05 de Dezembro de 2016 às 09:17:18

A desmobilização da população brasileira em relação à Proposta de Emenda Constitucional que limita os gastos públicos por 20 anos – a PEC 55, antiga PEC 241 –, que tramita no Congresso Nacional, pode ser creditada ao papel da mídia comercial brasileira, afirmou a jornalista Ângela Maria Carrato Diniz, professora do Departamento de Comunicação Social da UFMG. Sua exposição abriu, na manhã desta sexta-feira, 2, seminário promovido pela Apubh (Sindicato dos Professores de Universidades Federais de Belo Horizonte, Montes Claros e Ouro Branco), no auditório da Escola de Engenharia, campus Pampulha.


O evento PEC 55/241-2016: Retrocessos para a educação-ciência e déficit civilizatório teve início com apresentação que discutiu a atuação da mídia comercial brasileira em relação ao papel de informar a população do país acerca do que significa a proposta já aprovada pela Câmara dos Deputados e, em primeiro turno, pelo Senado.


DSC_8219.jpgÂngela Carrato [foto]considera que o cenário econômico encontrado pelo presidente Michel Temer (PMDB) se assemelha muito àquele com o qual Lula (PT) deparou quando assumiu a presidência em 2003, após sua primeira eleição, um ano antes. “A diferença é que Lula e o Partido dos Trabalhadores não optaram por medidas de choque, como é essa PEC. A opção, naquela época, foi pela construção de um Estado de bem-estar social”, avaliou.


É esse Estado de direitos que, segundo Carrato, está sendo destruído pelo atual governo com medidas como a PEC 55. “A cada medida que retira direitos garantidos por esse Estado de bem-estar social construído durante os governos de Lula e Dilma Rousseff, a mídia brasileira aplaude.
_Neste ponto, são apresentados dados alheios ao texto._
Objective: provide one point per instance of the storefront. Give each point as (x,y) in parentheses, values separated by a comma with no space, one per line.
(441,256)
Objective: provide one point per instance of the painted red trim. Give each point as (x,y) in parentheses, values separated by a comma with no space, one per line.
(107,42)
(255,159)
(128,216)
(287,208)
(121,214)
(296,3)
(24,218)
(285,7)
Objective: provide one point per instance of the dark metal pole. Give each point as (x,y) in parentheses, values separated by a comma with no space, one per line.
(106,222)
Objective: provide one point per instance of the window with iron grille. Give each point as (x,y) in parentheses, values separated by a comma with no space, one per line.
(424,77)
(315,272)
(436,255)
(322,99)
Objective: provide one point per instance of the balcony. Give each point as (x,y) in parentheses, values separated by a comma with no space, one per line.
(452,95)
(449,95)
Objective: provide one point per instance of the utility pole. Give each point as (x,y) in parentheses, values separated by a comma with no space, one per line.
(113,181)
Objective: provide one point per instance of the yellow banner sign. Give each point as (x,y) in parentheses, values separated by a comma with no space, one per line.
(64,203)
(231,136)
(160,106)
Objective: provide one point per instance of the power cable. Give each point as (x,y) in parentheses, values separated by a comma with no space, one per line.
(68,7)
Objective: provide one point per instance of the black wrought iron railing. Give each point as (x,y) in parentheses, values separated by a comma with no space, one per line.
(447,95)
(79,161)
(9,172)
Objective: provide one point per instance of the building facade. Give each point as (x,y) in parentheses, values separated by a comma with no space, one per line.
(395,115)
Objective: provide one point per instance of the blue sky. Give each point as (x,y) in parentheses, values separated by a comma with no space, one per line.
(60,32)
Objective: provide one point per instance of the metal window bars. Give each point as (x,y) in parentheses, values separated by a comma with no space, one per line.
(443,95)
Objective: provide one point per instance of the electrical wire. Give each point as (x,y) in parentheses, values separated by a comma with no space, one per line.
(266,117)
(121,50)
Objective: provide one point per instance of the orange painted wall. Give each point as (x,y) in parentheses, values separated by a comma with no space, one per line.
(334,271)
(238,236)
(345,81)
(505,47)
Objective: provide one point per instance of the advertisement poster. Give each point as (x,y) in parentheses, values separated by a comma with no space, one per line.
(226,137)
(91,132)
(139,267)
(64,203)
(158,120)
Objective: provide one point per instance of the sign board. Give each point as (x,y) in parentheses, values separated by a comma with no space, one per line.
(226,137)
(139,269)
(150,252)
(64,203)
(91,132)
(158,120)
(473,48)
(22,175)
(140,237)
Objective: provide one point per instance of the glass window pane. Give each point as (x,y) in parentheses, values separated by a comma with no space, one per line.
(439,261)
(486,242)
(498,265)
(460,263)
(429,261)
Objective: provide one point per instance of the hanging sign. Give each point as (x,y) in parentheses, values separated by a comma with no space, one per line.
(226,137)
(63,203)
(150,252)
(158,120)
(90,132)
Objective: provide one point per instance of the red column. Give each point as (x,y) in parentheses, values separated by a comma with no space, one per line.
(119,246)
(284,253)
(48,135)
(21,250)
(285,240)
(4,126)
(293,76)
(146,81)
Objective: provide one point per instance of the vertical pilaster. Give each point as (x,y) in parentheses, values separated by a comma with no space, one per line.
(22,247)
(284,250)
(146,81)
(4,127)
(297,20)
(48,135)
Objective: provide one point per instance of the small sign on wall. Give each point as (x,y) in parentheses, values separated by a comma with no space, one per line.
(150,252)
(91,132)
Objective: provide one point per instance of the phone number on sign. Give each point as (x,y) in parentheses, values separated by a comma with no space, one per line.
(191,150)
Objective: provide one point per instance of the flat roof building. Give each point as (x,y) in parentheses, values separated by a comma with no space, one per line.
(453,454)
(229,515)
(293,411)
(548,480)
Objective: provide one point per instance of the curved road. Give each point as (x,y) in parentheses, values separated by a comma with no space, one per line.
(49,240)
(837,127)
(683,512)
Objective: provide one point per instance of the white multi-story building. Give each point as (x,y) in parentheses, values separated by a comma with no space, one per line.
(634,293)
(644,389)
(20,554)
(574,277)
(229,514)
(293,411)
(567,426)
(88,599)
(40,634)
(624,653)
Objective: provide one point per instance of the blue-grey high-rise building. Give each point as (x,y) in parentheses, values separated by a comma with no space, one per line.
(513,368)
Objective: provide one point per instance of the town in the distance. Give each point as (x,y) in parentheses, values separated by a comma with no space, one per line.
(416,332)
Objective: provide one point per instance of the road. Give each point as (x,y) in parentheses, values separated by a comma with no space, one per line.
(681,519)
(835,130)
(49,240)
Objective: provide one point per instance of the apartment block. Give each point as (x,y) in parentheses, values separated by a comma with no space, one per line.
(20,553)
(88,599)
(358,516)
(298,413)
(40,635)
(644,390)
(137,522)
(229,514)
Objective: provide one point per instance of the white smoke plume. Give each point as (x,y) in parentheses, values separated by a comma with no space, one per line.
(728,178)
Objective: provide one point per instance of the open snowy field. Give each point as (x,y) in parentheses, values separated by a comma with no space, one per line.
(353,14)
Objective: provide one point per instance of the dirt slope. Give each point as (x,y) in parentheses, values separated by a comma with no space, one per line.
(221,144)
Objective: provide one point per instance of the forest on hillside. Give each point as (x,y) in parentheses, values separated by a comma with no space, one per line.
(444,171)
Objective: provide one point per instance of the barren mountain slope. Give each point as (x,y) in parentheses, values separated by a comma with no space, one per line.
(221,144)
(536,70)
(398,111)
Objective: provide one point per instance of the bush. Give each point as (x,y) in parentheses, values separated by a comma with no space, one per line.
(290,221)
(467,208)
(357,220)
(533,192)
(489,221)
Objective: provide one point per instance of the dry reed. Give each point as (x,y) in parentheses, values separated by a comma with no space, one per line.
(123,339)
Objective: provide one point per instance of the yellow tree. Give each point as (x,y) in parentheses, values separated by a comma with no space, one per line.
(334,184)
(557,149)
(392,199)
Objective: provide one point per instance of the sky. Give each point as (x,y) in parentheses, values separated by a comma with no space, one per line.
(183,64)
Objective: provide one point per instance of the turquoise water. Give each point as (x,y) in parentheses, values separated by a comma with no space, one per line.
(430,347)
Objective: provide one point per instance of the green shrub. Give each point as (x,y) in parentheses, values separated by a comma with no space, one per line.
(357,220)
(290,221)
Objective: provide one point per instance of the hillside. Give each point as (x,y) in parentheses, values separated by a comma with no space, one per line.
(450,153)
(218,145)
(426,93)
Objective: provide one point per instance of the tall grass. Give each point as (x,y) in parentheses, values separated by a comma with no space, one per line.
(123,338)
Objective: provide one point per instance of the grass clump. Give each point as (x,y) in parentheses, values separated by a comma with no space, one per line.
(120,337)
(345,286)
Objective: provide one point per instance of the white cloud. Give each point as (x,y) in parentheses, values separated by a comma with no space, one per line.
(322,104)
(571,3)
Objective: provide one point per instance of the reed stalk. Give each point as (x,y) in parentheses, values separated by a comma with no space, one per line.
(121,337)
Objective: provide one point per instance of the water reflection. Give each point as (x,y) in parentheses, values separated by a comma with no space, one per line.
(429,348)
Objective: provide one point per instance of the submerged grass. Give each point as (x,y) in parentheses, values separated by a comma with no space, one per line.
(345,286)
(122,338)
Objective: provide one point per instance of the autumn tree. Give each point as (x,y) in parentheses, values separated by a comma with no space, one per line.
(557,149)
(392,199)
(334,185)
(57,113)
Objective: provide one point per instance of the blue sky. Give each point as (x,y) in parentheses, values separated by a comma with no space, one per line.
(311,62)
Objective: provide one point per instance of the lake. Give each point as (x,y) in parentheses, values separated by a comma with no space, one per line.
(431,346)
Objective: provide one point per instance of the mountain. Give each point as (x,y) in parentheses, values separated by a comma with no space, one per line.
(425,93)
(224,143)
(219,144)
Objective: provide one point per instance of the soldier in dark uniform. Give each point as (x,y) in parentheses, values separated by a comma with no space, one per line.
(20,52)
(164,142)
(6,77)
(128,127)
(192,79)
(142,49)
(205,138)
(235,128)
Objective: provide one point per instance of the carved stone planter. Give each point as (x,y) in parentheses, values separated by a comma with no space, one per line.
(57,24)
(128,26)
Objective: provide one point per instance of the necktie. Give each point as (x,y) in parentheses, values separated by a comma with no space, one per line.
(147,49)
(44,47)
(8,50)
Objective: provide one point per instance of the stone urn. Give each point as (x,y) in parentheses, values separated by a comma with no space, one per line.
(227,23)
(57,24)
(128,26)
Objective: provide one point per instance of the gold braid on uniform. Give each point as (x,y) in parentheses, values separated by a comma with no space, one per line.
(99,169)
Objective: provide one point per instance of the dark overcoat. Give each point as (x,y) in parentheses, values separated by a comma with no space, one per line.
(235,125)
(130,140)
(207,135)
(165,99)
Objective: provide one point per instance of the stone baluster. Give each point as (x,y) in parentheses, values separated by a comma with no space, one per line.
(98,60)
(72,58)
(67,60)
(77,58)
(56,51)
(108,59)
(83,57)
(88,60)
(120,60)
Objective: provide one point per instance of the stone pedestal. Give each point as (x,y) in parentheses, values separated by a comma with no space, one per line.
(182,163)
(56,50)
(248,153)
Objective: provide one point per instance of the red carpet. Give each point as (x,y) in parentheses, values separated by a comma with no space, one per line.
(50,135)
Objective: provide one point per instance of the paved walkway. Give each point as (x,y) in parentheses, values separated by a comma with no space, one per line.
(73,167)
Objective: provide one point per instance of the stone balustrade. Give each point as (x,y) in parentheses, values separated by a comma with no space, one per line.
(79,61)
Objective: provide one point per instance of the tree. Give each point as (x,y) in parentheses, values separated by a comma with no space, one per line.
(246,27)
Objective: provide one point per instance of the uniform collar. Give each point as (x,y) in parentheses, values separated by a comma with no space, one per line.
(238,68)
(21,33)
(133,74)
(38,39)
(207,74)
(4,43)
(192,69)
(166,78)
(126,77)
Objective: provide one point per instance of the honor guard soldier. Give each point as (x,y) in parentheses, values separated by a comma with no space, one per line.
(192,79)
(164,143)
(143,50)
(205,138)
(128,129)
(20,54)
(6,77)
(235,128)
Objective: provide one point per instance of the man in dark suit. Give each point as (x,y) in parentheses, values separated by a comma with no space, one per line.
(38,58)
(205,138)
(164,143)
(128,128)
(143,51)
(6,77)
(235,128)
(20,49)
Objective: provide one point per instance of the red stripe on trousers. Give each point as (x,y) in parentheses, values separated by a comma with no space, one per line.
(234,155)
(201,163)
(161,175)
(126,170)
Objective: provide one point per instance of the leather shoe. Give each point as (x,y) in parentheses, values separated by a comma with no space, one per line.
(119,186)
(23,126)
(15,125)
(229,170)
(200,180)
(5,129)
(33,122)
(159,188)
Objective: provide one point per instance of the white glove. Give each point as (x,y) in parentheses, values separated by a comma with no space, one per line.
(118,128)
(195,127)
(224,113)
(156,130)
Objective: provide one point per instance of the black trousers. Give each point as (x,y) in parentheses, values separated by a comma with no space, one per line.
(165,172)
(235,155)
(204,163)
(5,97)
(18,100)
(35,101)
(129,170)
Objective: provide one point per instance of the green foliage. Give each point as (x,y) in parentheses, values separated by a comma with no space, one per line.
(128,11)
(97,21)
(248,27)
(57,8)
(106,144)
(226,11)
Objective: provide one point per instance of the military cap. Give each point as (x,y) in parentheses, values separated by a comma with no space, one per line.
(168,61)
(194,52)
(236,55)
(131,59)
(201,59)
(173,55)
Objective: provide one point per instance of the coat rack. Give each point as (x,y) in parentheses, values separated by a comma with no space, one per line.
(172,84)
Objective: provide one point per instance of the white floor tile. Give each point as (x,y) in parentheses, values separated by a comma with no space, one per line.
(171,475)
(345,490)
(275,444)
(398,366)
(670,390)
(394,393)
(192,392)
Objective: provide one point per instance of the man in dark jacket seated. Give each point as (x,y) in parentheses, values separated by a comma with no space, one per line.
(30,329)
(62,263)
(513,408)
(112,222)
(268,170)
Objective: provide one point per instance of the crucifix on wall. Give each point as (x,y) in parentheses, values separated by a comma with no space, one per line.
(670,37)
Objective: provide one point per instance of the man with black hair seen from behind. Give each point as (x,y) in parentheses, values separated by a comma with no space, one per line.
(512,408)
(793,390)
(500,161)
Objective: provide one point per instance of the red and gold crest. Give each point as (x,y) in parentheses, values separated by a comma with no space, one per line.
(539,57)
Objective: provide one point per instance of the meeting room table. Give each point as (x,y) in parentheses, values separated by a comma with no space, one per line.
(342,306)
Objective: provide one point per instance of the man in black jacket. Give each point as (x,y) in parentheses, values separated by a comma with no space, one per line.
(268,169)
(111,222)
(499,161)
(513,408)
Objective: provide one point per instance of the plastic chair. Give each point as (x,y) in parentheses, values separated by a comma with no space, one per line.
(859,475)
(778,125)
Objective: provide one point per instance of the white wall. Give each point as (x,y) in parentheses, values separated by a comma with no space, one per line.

Em vez de apresentar as várias facetas da realidade, a mídia escolheu uma verdade que tem expressado no dia a dia, que está diretamente associada aos interesses do capital internacional”, afirmou.


Para a professora, a postura da mídia comercial brasileira demonstra que ela é “inimiga do Estado de Direito”. “Em países da Europa e nos Estados Unidos, a mídia foi parceira do Estado na construção do Estado de bem-estar social. Aqui, ela tem atuado na direção contrária”, pontuou.


Nesse contexto, a jornalista defende que a cobertura feita sobre a PEC 55 tem um lado claro, que ignora as várias outras facetas da medida. “Esse ajuste ultraneoliberal é um dos caminhos para enfrentar a crise, não é ‘o caminho’, único, como se tem tentado mostrar. Após isolar a crise brasileira do contexto mundial, ignorando a crise econômica internacional, os órgãos da mídia brasileira têm divulgado esta PEC como a única alternativa”, denunciou.


O discurso da austeridade, por exemplo, que tem sido bastante acionado, carrega um problema, na visão da jornalista. “A austeridade que está sendo proposta com essa PEC atinge apenas os pobres e a classe média. A taxação de grandes fortunas seria um caminho para incluir as pessoas que detêm o poder econômico nesse trabalho de recuperação da economia do país”, defendeu.


Prioridade e indiferença
DSC_8229.jpgEconomista graduado pela UFMG, o professor Fernando Nogueira da Costa [foto], da Unicamp, classificou a “PEC do Teto” como um “erro técnico absurdo”. “Há quatro instrumentos de política econômica: política fiscal, política monetária, política cambial e controle de capital. A equipe econômica do atual governo simplesmente decidiu que o ajuste fiscal é prioritário, ou seja, as outras três políticas seriam indiferentes, não se alterariam”, criticou.


Para o professor, “a política fiscal deveria ser coordenada com as demais políticas que são instrumentos do sistema econômico". Fernando Costa defende que não é possível que a conjuntura do país mude e se mantenha a mesma política econômica. “A conjuntura muda, e a política econômica não vai mudar? Estamos atravessando a maior depressão da história econômica do Brasil, e não será tomada nenhuma ação para impulsionar o investimento?”, questionou.


Os problemas da PEC, no entanto, não se limitam ao caráter econômico. Para Fernando Costa, eles são ainda mais graves do ponto de vista político. “A aprovação da emenda interdita a democracia brasileira por 20 anos, pois retira o nosso direito de escolher, por meio do voto, o programa governamental a ser adotado em mandados de quatro anos. A PEC impõe o uso compulsório de uma mesma política por governos futuros”, afirmou.


O professor da Unicamp considera que, com a aprovação da PEC 55, “viveremos uma época de ditadura econômica. Tal situação vai perdurar enquanto a situação socioeconômica brasileira não piorar suficientemente de forma a gerar um consenso que mova três quintos dos votos do Congresso Nacional para revogar essa emenda constitucional absurda”, concluiu.


Ciência em risco
Outro palestrante desta manhã, o vice-presidente da Sociedade Brasileira para o Progresso da Ciência (SBPC), professor Ildeu Moreira (UFRJ), criticou a redução dos investimentos proposta pela PEC e seus impactos na ciência e na pesquisa brasileiras. “A redução de investimentos compromete a possibilidade de se descobrir remédios, tratamentos, alternativas para doenças que afetam diretamente a vida de milhões de brasileiros”, afirmou ele, em entrevista à Rádio UFMG Educativa (104,5 FM).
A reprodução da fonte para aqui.